Ekonom The Indonesian Institute Nawa Thalo (2005) dalam tulisannya “Mengapa Intermediasi Perbankan Berjalan Lambat?”menyebutkan, salah satu syarat mutlak pembangunan berkelanjutan adalah percepatan fungsi intermediasi perbankan melalui optimalisasi penyaluran kredit, terutama kepada usaha mikro kecil menengah (UMKM).
Masalahnya, seperti pernah disampaikan Kantor Bank Indonesia (BI) Yogyakarta tahun 2010, ada empat kelompok UMKM terkait potensi pembiayaan mereka. Dari situ, hanya ada satu yang dilirik perbankan secara komersial yakni UMKM yang potensial, feasible, dan bankable.
“Pertama, UMKM potensial tetapi tidak feasible dan tidak bankable. Kedua, UMKM potensial dan feasible tetapi tidak bankable. Ketiga, UMKM potensial dan bankable tetapi tidak feasible. Keempat, UMKM yang potensial, feasible, dan bankable,” tulis BI Yogyakarta dalam laporan ilmiah Sri Susilo dari Fakultas Ekonomi Universitas Atmajaya, Yogya itu.
Menurut dia, pembiayaan UMKM potensial tetapi tidak feasible dan tidak bankable semestinya tidak dibantu melalui perbankan, melainkan melalui dana bergulir dan dana bantuan sosial yang didukung program pembimbingan teknis.

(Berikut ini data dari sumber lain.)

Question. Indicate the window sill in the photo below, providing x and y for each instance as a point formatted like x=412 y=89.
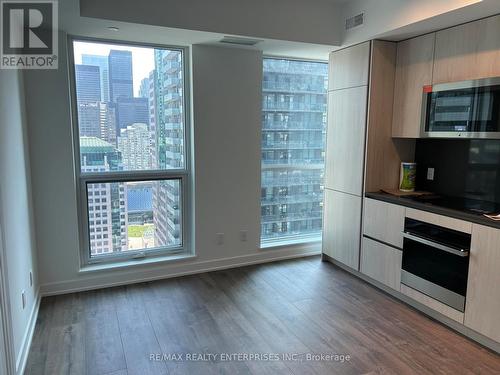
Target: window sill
x=286 y=242
x=135 y=262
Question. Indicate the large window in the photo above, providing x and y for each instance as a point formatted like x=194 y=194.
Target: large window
x=130 y=105
x=293 y=142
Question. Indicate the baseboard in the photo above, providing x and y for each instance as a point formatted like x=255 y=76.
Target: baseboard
x=22 y=356
x=457 y=327
x=176 y=269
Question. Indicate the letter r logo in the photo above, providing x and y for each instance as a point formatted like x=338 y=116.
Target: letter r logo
x=27 y=27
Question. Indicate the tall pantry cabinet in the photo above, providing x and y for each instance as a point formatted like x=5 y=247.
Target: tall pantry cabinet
x=344 y=163
x=361 y=154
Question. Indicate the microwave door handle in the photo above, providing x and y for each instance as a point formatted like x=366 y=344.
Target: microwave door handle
x=435 y=245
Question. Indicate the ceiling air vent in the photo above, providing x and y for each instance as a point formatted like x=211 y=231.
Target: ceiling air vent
x=240 y=41
x=354 y=21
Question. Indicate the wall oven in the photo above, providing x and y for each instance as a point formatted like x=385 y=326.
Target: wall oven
x=468 y=109
x=436 y=262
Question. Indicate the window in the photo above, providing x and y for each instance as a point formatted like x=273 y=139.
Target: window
x=293 y=142
x=130 y=106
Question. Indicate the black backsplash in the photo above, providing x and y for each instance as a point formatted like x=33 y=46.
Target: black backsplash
x=462 y=168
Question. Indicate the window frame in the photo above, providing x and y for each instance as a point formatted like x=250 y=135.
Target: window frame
x=183 y=175
x=293 y=239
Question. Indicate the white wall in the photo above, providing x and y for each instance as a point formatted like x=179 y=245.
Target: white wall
x=227 y=108
x=16 y=207
x=399 y=19
x=313 y=21
x=227 y=121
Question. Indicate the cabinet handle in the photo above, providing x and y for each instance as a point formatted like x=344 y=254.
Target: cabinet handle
x=435 y=245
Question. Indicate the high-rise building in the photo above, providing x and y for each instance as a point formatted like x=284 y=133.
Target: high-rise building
x=102 y=63
x=169 y=124
x=293 y=140
x=130 y=111
x=134 y=143
x=120 y=75
x=107 y=122
x=144 y=88
x=152 y=117
x=139 y=202
x=107 y=202
x=88 y=119
x=88 y=83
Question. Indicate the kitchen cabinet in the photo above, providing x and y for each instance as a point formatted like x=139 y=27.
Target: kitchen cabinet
x=384 y=222
x=482 y=309
x=345 y=150
x=414 y=64
x=381 y=262
x=468 y=51
x=349 y=67
x=342 y=227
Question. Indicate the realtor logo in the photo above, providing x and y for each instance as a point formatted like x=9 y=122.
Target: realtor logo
x=29 y=34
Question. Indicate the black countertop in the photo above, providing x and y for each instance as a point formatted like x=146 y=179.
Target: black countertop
x=458 y=214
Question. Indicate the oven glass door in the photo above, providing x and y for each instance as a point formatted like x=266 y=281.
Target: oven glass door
x=441 y=268
x=470 y=110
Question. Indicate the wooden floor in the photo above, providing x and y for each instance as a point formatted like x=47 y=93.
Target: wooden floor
x=298 y=307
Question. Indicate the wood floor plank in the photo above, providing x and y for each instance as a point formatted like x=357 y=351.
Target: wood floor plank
x=103 y=344
x=300 y=306
x=138 y=337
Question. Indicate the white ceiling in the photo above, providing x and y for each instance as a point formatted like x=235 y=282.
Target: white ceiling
x=384 y=19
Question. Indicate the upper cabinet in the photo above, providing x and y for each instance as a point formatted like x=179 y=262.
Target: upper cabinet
x=413 y=71
x=468 y=51
x=349 y=67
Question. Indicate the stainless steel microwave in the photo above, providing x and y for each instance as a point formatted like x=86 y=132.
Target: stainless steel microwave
x=468 y=109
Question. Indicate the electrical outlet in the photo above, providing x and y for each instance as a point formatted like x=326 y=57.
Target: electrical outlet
x=430 y=174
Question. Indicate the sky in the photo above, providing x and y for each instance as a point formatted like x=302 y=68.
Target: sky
x=142 y=58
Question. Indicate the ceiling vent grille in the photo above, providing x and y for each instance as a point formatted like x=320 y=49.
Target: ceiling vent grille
x=240 y=41
x=355 y=21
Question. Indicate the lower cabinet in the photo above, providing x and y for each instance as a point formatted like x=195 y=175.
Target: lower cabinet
x=342 y=227
x=482 y=308
x=381 y=262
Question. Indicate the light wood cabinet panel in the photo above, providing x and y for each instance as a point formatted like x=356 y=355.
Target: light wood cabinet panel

Di sisi lain, UMKM potensial dan feasible tetapi tidak bankable, perlu mendapat pembiayaan melalui Kredit Usaha Rakyat (KUR). Sementara itu, UMKM potensial dan bankable tetapi tidak feasible dapat dibantu melalui Kredit Ketahanan Pangan dan Energi (KKPE) serta Kredit Usaha Mikro dan Kecil (KUMK) dengan program subsidi bunga dan penjaminan kredit.
Opsi Solusi Berbasis TIK
Lalu bagaimana mendorong bank pelat merah aktif menjalankan fungsi intermediasi ke UMKM guna menambal ketimpangan aset nasional? Penulis menyodorkan dua opsi. Pertama, adopsi teknologi finansial (tekfin) dan Inovasi Keuangan Digital (IKD) global-merujuk Peraturan OJK (POJK) No.13/POJK.02/2018 tentang IKD-secara masif. Kedua, digitalisasi.
Caranya? Adopsi tekfin melalui sinergi dengan IKD sektor keuangan yang terdaftar di OJK. Sinergi-kolaborasi sebagai manifestasi kebermanfaatan Fintech Center memungkinkan IKD dan perbankan saling menguatkan layanannya.
Saat ini, IKD berkembang begitu pesat dengan menerapkan predictive analysis, innovative credit scoring, fraud detection and identity management, dan big data. LendUp, salah satu IKD asal San Francisco, AS, hanya perlu satu hari guna menentukan 15% calon peminjam teratas yang paling mungkin membayar pinjamannya berbasis predictive analysis.
Credit scoring juga bisa dilakukan secara digital. EyeVerify sebagai layanan keamanan biometrik asal Kansas City, AS misalnya bisa memindai retina dan pembuluh darah mata guna menentukan tingkat kejujuran emosi penggunanya.
Lalu, ada Nymi dari Toronto, Kanada, yang bisa mengotentifikasi seseorang dan mendeteksi potensi fraud dengan memerika electrocardiogram (ECG)/denyut jantung melalui teknologi eksklusif yang disebut HeartID.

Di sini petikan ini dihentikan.